An effective literacy program is one that addresses phonemic awareness, phonics, decoding skills, vocabulary, comprehension strategies, and writing. We begin with a series of assessments to determine the strengths and challenges of the reader, and the areas that require intervention.

To get the most out of the reading instruction, two sessions per week are recommended. The curriculum is created and structured based on your child’s needs and reading levels. We take into account your child’s interests, hobbies and create a program that is individualized.

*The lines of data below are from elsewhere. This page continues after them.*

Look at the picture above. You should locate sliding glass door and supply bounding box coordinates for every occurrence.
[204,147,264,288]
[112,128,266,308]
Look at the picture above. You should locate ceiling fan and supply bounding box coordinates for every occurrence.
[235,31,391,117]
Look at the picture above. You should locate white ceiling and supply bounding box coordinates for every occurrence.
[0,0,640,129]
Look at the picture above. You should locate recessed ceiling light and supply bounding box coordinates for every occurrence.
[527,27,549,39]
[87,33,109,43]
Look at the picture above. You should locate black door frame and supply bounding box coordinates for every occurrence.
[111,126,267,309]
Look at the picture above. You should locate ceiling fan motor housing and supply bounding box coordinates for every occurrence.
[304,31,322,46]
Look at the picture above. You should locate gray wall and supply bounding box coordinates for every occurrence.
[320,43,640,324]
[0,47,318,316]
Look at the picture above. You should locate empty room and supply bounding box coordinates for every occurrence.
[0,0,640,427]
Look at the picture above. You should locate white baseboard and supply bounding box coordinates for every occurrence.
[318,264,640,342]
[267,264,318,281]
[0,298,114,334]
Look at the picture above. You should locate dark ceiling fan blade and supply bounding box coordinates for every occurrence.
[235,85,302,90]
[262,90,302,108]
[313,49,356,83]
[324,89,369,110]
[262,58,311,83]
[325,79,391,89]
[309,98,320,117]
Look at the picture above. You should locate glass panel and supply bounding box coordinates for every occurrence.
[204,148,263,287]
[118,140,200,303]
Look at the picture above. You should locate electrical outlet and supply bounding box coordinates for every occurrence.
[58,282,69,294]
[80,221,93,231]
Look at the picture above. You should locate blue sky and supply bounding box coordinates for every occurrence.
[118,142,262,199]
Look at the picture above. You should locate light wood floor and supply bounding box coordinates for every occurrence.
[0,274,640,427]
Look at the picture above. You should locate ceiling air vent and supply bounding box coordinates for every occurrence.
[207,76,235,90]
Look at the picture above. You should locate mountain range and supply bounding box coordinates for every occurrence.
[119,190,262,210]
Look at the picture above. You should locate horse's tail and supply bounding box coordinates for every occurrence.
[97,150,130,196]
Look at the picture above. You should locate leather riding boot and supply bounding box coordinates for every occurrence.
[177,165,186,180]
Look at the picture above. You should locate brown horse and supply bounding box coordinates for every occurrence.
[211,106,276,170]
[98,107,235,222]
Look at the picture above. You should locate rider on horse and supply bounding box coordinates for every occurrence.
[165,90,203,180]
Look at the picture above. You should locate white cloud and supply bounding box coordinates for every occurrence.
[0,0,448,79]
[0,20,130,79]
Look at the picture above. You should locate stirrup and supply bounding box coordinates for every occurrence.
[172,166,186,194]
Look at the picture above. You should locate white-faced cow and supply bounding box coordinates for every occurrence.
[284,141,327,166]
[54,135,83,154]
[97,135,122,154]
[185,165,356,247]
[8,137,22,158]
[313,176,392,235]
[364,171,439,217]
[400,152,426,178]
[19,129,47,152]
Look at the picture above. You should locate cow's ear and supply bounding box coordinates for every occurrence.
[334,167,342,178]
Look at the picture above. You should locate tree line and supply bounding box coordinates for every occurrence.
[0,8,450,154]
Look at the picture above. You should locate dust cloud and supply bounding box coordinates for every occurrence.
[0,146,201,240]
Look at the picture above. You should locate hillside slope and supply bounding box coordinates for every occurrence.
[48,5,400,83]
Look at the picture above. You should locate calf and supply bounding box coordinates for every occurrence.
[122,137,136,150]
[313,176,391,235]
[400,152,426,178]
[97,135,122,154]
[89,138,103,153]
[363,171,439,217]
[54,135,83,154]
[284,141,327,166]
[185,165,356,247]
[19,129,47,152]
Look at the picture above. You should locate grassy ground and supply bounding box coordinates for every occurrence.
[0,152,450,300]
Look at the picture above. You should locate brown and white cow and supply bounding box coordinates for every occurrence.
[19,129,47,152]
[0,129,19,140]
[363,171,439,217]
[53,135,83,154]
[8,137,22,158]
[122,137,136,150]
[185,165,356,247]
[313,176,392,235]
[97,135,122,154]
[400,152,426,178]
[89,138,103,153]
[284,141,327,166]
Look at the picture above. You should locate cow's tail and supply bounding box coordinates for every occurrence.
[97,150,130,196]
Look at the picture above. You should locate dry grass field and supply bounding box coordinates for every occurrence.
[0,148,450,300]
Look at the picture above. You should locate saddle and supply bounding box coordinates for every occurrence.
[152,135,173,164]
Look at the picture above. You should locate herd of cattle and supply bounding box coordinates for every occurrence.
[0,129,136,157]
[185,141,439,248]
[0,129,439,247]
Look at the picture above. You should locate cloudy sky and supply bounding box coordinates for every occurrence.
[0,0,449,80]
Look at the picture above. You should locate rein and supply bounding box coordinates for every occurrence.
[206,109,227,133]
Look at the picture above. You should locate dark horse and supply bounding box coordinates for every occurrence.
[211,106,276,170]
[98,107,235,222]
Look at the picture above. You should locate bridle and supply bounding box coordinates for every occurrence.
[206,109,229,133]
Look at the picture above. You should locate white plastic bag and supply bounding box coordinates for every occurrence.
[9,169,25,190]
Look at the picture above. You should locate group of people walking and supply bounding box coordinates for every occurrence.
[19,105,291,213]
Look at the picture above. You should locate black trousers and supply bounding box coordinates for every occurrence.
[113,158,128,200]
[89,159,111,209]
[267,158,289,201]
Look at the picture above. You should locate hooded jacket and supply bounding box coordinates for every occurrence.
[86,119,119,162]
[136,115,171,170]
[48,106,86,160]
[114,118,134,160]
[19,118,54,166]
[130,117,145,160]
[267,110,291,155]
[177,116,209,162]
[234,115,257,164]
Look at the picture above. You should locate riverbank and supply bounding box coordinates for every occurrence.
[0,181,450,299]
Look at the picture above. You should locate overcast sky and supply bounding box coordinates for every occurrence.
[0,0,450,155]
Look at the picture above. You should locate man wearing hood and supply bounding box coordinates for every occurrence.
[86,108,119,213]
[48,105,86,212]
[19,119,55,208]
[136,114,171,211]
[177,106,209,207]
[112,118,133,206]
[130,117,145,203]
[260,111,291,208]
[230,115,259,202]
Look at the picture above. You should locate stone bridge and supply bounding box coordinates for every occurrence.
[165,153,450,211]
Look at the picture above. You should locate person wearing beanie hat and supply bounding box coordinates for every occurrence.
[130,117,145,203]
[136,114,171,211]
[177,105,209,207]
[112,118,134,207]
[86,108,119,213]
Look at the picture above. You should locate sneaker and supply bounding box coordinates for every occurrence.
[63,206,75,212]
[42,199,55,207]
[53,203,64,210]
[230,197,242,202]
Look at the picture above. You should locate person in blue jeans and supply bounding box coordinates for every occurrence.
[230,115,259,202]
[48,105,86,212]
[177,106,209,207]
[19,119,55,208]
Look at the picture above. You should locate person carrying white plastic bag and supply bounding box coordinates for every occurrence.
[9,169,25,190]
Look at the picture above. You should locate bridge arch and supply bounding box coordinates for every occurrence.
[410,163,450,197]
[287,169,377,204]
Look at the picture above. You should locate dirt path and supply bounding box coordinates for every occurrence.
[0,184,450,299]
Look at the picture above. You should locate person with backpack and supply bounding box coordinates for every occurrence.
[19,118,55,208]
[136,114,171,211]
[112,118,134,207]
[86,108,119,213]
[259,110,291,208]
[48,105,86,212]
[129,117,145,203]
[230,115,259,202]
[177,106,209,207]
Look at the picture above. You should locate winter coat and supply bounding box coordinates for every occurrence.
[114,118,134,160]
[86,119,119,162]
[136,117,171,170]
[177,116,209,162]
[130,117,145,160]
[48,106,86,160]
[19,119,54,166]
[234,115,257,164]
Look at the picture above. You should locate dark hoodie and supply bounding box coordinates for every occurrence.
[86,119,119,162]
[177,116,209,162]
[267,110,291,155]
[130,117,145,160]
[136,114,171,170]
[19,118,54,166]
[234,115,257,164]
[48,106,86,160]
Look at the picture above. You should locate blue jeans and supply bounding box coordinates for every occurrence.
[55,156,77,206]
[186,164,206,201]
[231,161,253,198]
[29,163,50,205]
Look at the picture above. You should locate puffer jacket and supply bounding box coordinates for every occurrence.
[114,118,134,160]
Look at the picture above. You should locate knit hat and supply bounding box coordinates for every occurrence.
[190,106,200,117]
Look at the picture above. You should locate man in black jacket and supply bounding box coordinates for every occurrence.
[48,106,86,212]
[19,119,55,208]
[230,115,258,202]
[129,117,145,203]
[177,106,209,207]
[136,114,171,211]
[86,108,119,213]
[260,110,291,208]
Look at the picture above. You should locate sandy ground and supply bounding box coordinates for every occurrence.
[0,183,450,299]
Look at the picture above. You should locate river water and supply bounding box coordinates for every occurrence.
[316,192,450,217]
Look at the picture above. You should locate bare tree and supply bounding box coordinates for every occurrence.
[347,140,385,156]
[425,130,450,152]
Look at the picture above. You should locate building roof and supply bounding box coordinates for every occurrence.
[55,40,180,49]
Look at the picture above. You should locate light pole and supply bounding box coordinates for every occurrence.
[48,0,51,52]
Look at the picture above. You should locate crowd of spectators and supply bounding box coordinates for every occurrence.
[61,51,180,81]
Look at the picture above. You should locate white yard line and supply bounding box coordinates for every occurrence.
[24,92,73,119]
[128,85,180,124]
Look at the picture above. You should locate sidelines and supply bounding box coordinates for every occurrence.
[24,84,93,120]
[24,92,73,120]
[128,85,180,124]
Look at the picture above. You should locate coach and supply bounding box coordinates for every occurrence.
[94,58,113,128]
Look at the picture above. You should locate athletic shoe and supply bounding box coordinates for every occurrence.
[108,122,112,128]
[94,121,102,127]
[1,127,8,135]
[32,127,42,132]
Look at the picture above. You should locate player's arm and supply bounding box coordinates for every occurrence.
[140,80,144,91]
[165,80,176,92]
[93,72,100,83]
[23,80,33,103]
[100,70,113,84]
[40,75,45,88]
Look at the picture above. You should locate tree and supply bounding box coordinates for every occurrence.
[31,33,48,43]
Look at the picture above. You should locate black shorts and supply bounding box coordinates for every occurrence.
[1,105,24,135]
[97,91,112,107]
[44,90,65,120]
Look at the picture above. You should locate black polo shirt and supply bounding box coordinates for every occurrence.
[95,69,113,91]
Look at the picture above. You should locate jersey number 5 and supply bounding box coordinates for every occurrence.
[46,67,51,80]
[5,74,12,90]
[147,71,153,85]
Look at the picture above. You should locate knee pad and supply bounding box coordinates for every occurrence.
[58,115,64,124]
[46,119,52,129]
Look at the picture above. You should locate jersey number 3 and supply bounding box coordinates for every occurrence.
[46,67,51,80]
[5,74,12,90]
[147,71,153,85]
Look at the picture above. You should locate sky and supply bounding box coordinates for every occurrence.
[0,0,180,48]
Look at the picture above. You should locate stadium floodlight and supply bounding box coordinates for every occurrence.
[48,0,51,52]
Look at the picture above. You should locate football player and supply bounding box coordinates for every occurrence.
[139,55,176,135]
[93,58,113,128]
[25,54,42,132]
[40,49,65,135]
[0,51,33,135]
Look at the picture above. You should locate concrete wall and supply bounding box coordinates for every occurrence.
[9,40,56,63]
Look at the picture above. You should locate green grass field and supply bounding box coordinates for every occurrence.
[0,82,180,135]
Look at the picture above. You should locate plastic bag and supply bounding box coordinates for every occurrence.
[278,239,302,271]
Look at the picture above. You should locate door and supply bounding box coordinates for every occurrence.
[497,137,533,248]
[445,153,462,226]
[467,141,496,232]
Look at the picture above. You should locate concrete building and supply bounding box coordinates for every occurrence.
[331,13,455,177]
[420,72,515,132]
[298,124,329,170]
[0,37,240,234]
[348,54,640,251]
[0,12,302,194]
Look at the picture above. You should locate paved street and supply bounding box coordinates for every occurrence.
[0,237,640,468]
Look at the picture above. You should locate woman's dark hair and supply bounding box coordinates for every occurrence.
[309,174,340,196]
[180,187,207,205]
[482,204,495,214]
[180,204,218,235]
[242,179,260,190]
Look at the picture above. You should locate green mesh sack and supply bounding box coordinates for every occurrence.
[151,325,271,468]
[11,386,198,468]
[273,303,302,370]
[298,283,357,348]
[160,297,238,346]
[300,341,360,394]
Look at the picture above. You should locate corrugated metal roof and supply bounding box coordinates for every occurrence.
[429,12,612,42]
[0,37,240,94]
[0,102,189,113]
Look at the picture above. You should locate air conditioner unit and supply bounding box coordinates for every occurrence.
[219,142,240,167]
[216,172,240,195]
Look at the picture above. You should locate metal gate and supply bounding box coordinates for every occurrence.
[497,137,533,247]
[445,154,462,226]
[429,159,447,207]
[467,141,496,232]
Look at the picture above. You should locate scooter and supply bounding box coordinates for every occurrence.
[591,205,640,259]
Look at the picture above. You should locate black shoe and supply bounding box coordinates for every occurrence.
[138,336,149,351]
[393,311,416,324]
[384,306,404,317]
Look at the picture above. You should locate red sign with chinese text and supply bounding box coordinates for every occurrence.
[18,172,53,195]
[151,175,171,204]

We can incorporate reading and writing assignments from other classes so that we are not adding additional work but rather we are integrating reading and writing skills using your child’s current curriculum.

Specific areas that can be addressed

Phonological Awareness:

The awareness of sound structures in words. These skills include being able to count the number of syllables in a words, and identifying rhyming words.

Phonemic Awareness:

The ability to detect and manipulate individual sounds in words, such as being able to identify the beginning or ending sound of a word, or change the sounds from one letter to another

Decoding Skills:

Decoding is the process of translating the printed word into sound, or saying the word to oneself.

Vocabulary Development:

Vocabulary development is an important to understanding what we read. It is best taught in the context of what students are reading in the classroom, rather than giving them a list of vocabulary words to learn each week. Word consciousness is a skill that we teach students so that they learn to identify unfamiliar words and look them up in the dictionary.


Fluency is the ability to read out loud effortlessly, without pausing, and using appropriate expression. When we read fluently, we can then focus on enjoying the material, and it allows us to understand what we are reading much easier.

Comprehension Strategies:

All of the previous skills do not mean anything if we cannot understand what we are reading. We teach a variety of strategies to help readers understand what they are reading. Comprehension strategies can be taught in the context of three stages; before, during, and after we read. At each stage, we can use specific strategies to help us make sure that we are understanding what we are reading.


Reading and writing go hand in hand and have a reciprocal relationship. Reading can help strengthen writing skills and practicing writing skills can help improve reading. We can work on grammar, the use of language, and the mechanics of writing, it is also important that students explore their creativity and self-expression through the written word.